人気ブログ『少ない物ですっきり暮らす』を運営する、やまぐちせいこさん。ミニマリストの持たない暮らしだからこそ気付ける、小さな幸せがあるといいます。やまぐちさんが最初に見つけた幸せはなんだったのでしょうか?

持たない暮らしの小さな幸せ

 2015年ミニマリストというライフスタイルが流行語大賞にノミネートされました。ミニマリストとは「最小主義」という意味で、自分に必要な物を厳選し暮らすライフスタイルの総称として「ミニマリスト」と呼ばれています。

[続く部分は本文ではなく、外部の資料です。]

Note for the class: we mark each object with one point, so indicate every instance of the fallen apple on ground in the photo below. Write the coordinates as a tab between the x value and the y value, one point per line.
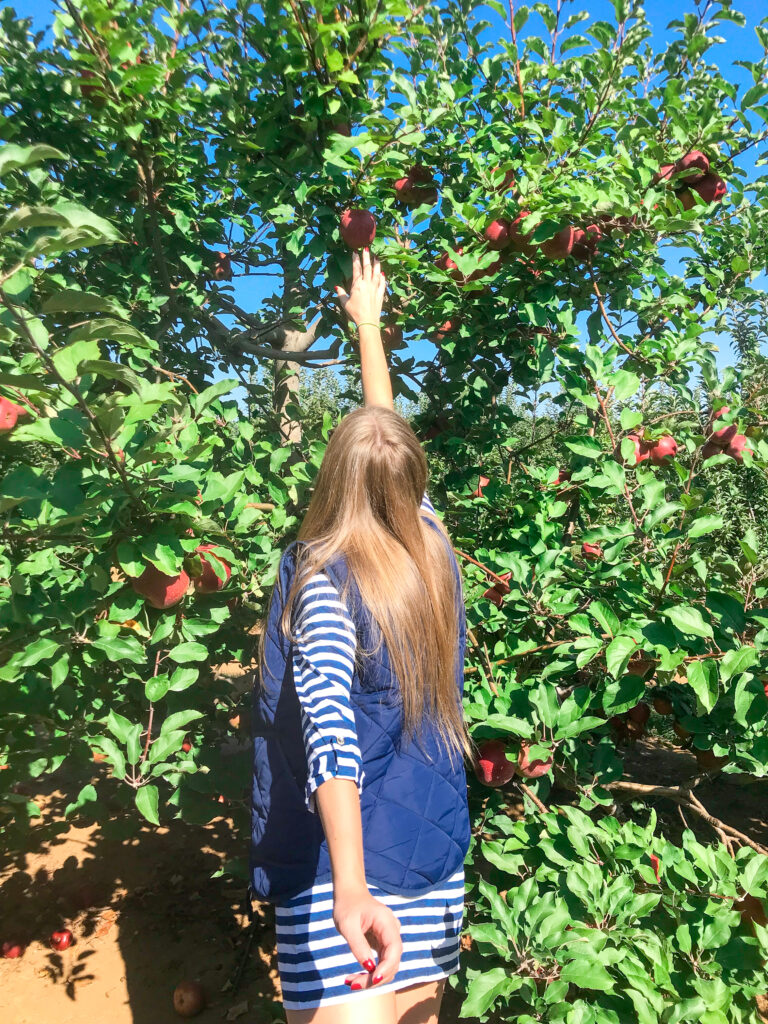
493	767
188	998
60	939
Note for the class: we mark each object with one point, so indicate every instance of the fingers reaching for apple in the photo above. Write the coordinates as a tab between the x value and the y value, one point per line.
363	304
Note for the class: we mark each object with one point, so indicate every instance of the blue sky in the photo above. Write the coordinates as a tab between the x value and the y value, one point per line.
740	44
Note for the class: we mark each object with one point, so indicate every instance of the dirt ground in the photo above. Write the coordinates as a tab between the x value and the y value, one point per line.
145	912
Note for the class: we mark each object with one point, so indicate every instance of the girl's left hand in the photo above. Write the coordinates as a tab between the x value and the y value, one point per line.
364	302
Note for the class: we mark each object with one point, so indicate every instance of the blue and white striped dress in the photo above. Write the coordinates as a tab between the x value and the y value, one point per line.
312	957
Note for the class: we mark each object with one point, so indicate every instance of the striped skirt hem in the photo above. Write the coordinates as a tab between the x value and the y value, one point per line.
313	960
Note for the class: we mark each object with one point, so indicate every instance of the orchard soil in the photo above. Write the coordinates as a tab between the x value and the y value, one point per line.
145	912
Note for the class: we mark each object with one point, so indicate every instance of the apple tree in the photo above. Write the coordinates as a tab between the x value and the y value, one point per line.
573	216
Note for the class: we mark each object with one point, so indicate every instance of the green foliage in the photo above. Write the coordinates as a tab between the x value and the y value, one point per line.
154	152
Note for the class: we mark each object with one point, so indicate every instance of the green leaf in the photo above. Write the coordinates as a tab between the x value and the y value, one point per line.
617	654
688	620
146	803
188	651
736	662
485	988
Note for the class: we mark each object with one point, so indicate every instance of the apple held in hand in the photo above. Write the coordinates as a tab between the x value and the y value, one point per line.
663	451
528	768
188	998
357	227
159	590
208	582
493	767
60	940
692	167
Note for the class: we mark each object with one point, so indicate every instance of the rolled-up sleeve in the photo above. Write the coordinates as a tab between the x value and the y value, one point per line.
323	669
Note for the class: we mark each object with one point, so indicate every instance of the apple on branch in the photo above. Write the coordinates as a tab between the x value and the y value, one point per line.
160	590
531	768
208	582
493	767
357	227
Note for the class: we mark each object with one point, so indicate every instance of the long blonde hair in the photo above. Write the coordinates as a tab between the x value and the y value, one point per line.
366	506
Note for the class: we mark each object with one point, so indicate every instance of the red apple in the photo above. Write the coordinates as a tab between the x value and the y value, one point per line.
663	707
737	446
710	450
222	268
493	767
592	552
724	435
561	244
712	188
693	166
499	233
520	241
752	909
483	482
357	227
159	590
528	768
208	582
60	940
448	328
9	413
642	449
188	998
663	451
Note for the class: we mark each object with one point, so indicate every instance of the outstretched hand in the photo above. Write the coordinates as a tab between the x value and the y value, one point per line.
363	304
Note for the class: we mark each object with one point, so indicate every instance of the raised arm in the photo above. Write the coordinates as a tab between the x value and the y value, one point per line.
363	306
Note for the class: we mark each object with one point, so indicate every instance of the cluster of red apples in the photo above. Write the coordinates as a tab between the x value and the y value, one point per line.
162	591
493	767
690	174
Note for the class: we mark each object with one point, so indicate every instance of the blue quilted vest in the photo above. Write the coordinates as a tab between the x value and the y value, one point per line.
414	802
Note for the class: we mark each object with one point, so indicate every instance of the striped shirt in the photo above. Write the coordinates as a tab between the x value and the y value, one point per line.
323	670
313	958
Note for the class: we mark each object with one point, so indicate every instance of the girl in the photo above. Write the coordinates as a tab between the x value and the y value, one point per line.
359	806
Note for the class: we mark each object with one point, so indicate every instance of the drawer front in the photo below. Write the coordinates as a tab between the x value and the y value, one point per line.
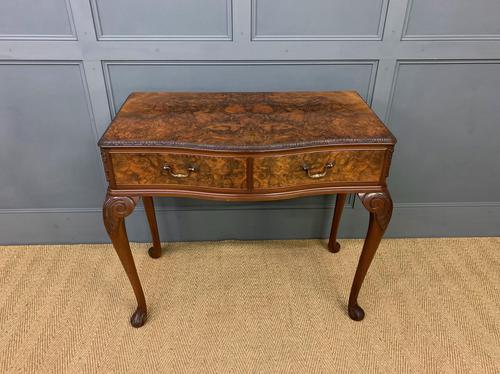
330	167
171	169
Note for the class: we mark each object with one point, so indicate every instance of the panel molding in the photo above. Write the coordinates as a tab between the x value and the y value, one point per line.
166	37
399	63
455	204
439	37
88	103
255	36
41	37
109	86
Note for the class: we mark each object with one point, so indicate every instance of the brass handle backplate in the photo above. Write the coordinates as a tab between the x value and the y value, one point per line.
171	172
307	169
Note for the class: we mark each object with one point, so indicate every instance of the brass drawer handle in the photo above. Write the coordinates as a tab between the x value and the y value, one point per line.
306	168
190	169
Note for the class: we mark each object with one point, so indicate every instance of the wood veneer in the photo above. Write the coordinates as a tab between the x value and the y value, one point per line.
245	147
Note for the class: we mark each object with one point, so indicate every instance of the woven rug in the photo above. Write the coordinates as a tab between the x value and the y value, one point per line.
432	306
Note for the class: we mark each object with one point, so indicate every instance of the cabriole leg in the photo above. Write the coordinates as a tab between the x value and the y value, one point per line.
115	209
379	204
333	245
155	250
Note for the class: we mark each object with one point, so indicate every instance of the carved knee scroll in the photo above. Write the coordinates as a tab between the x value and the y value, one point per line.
379	204
115	209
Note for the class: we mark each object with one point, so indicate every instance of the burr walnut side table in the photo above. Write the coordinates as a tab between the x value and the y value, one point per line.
245	147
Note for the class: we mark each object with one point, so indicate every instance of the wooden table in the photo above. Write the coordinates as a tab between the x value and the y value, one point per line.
245	147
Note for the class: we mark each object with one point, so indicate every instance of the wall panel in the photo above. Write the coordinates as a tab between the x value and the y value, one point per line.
162	19
36	20
319	20
452	19
446	118
48	156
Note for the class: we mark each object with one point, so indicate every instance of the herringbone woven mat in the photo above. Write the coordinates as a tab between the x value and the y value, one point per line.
433	306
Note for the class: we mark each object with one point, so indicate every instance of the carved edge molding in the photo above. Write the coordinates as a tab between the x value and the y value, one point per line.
116	208
380	204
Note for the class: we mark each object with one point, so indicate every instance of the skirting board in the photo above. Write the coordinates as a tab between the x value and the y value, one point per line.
249	224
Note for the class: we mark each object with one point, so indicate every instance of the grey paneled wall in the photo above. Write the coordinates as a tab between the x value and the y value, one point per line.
430	69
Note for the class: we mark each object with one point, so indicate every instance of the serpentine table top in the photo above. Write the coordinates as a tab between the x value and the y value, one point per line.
245	146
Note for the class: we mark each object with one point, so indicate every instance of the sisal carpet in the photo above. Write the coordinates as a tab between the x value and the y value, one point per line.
432	306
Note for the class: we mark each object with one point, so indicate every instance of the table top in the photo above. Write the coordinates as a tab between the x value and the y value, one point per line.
245	121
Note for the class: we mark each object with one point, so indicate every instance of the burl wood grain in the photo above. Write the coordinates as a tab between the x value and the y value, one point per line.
245	121
146	169
287	170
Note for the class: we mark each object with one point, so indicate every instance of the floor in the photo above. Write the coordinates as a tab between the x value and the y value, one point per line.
432	306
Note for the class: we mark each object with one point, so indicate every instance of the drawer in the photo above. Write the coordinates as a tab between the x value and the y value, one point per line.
314	168
172	169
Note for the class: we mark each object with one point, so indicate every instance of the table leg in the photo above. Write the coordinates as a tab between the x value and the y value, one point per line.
115	209
379	204
333	245
155	250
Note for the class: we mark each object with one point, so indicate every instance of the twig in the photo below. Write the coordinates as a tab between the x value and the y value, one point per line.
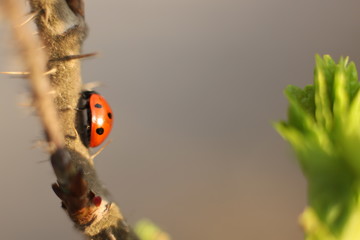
29	48
62	29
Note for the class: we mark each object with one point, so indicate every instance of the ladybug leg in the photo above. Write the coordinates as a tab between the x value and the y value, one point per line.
74	136
92	157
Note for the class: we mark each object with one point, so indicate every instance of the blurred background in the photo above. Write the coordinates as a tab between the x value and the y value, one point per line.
195	86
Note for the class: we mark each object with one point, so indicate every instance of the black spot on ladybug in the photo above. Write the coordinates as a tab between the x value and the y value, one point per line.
100	131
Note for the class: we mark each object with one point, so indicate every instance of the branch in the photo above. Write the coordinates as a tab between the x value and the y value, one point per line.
62	30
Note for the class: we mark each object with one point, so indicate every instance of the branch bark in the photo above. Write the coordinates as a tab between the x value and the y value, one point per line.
62	30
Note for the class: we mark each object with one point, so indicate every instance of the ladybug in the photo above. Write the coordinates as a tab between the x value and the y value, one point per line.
97	118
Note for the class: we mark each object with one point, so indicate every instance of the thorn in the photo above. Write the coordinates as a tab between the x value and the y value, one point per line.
30	18
92	157
51	71
91	85
15	73
47	147
73	57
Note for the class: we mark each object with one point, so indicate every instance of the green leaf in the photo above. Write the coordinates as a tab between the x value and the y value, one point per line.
323	127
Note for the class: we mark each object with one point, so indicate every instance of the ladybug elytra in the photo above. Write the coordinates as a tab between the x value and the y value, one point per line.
97	118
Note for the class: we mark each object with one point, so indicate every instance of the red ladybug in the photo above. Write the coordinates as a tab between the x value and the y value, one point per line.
97	118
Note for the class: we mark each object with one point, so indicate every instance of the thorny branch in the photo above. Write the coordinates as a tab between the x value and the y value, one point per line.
62	30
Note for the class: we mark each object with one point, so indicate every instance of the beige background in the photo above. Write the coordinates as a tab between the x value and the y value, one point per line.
194	85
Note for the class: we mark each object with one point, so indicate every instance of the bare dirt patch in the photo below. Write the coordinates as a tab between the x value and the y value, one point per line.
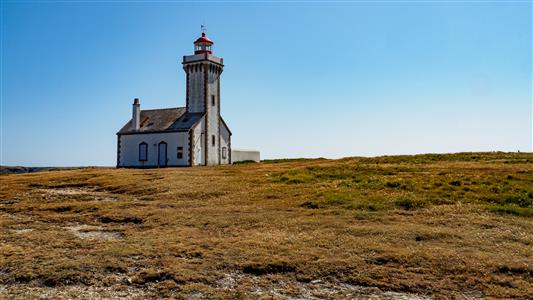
85	192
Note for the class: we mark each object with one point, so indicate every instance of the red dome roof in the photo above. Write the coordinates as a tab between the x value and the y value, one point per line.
203	39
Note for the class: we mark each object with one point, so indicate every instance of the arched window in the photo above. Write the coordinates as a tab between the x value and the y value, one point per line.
143	151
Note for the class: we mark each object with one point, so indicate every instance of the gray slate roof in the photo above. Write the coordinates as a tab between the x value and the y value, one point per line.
165	119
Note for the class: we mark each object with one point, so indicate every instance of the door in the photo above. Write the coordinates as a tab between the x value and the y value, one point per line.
162	154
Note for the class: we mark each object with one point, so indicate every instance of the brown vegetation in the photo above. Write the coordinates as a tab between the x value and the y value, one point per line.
399	226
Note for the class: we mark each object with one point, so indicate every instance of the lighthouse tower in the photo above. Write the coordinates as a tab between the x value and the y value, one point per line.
203	71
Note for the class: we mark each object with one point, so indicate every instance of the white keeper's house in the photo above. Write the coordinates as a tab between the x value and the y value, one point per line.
182	136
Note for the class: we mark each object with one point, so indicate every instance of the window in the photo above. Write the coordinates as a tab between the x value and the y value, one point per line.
143	151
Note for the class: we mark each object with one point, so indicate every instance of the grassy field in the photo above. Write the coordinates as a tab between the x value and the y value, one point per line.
397	227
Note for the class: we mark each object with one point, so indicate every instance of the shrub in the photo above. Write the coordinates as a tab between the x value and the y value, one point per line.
512	210
408	204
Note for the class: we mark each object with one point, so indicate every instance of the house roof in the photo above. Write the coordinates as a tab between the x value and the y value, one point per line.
157	120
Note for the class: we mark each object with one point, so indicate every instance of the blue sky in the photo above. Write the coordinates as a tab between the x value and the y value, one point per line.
301	79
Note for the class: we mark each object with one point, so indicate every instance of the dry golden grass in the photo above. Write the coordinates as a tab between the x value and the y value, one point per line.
457	225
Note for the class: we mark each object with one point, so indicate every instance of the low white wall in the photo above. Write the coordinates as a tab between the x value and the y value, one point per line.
242	155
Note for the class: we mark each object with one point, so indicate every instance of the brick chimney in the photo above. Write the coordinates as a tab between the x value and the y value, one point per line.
136	118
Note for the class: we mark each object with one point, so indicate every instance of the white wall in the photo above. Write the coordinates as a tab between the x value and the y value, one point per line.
224	143
129	149
213	118
198	142
241	155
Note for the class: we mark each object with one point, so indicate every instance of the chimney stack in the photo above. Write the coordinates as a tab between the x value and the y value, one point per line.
136	119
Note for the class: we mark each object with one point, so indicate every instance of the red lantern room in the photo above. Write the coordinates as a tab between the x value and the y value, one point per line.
203	45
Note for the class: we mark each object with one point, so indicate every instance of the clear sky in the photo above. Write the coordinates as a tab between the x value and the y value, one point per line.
301	79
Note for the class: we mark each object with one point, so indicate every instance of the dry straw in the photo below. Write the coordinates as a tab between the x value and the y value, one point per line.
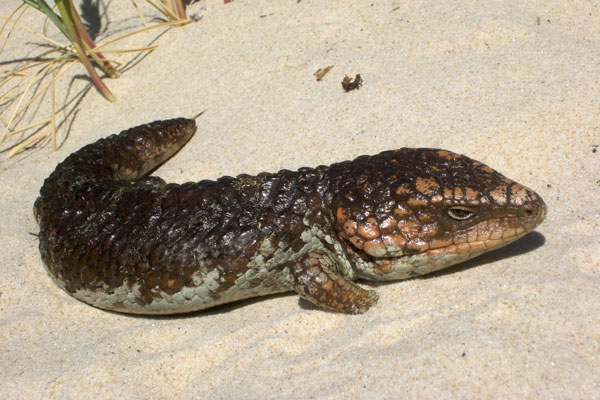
32	80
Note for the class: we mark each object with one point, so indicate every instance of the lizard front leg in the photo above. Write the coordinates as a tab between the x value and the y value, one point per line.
315	279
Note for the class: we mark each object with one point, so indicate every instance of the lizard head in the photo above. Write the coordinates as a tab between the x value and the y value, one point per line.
408	212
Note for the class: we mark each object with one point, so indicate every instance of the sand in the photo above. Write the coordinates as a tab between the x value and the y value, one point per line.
515	85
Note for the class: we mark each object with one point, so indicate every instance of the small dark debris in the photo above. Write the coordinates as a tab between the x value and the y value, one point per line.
321	72
348	84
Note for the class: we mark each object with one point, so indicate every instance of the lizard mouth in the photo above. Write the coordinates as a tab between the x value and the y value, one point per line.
438	254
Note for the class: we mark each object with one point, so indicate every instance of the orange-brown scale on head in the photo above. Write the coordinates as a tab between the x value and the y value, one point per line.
428	206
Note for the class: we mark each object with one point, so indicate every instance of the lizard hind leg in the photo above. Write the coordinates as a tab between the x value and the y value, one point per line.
314	278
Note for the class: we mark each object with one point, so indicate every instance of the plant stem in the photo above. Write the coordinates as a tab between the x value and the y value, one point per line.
67	12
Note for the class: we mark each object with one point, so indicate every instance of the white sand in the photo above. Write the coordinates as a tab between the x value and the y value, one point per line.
479	78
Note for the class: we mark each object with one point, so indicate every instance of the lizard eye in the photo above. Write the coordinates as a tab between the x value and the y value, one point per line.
460	213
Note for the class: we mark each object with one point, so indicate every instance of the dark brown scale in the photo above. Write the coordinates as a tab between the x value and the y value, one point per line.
105	225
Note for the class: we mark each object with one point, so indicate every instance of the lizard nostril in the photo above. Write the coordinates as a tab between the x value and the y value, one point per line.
528	212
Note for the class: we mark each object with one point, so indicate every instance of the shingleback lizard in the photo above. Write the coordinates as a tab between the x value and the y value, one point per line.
115	238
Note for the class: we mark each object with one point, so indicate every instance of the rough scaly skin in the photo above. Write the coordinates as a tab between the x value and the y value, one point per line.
119	240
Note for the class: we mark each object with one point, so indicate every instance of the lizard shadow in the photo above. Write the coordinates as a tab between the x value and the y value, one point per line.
528	243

 私は2013年から「少ない物ですっきり暮らす」というブログを運営しています。私がミニマリストの道を歩み始めた背景には、我が家が転勤族だったことがあります。私より一つ年上の夫と、現在中学三年生の息子と、今年中学生になった娘の四人家族。引っ越しを繰り返し、徐々に物が少なくなりました。片付けが苦手な家族が「あれが見つからない!」「これがない!」と大騒ぎする毎日に「これは何とかしなければ」と、物を整理し始め、暮らしに変化が起きました。

今の自宅はこんな感じです
今の自宅はこんな感じです

 朝から大騒ぎしていた家族の「物が見つからない!」が無くなり、穏やかな朝を迎えることができました。物を整理する中で「私はどんな暮らしを送りたいのだろう?」と、自分に問いかける作業の中で、私が見つけた最初の幸せは、

 「今日も無事に家族を見送り、いつも通り家中を掃除できる幸せ」

 でした。

 子供が夜間高熱を出してしまうと、朝一番に病院の窓口へ向かい病院の受付で熱に浮かされながら辛い顔をした我が子と過ごす。自分自身の体調不良や精神的に気分が落ち込んだ日は、「掃除しなくちゃ……」と思いながら体が動かない。自分も家族も誰かに何かがあると、いつも通り掃除ができない。私にとって、朝をいつも通りに過ごせることは、それだけでもとても幸せの象徴になりました。

 朝8時。私以外誰もいない家の中。テーブルや棚の上をどんどん拭いていきます。汚れが落ちると同時に、少し積もった埃が綺麗に取り払われ、雑巾で拭いた後の棚が光の反射でキラッと光る。窓を大きく開け、外の風を家の中に招くと、昨日悩んでいたことやモヤモヤしていたことも一緒に風が流してくれる気がします。

模様替え好き・掃除嫌いが変わったきっかけ

 私自身、片付いた部屋は好きでしたが、そもそもズボラで掃除自体はそれほど好きではありませんでした。私の場合ですが、気持ちが落ち込んだとき、時間の管理ができなくなると、みるみる部屋が荒れて汚れていきました。まさに「部屋は心の鏡」が出やすいタイプだったのです。

 5、6年前はインテリアもストレスが溜まると模様替えをして気分転換をしていました。模様替えをするたびにお金の無駄遣い。掃除する時間を棚上げして買い物へ行き、パッと見て部屋は整っているけれど、棚は埃まみれ。お洒落な雑貨も何だかくすんで見えました。

 インテリアにも凝りましたが、一時期風水にもハマりました。東に赤が仕事運・西に黄色が金運……。風水を気にしてみたり、流行のインテリアを取り入れたりするうちに家の中が色々な物でギラギラしました。

 そのうちに、風水とは「風と水、常に流れる自然のものを自然のままに受け入れ、その流れをせき止めず常に流れること。せき止めた水と空気は淀み濁り始める」という考えに触れました。

 表面的に部屋を片付けたり、西に黄色の物を置いたりする以上に、部屋の空気を流し、風の道を作り、光を入れ、精神的に元気で過ごすことが、何よりの幸福を招くのだろう……と、初めて気が付きました。それからは棚上げしていた掃除が毎日の習慣になるようにと努力しました。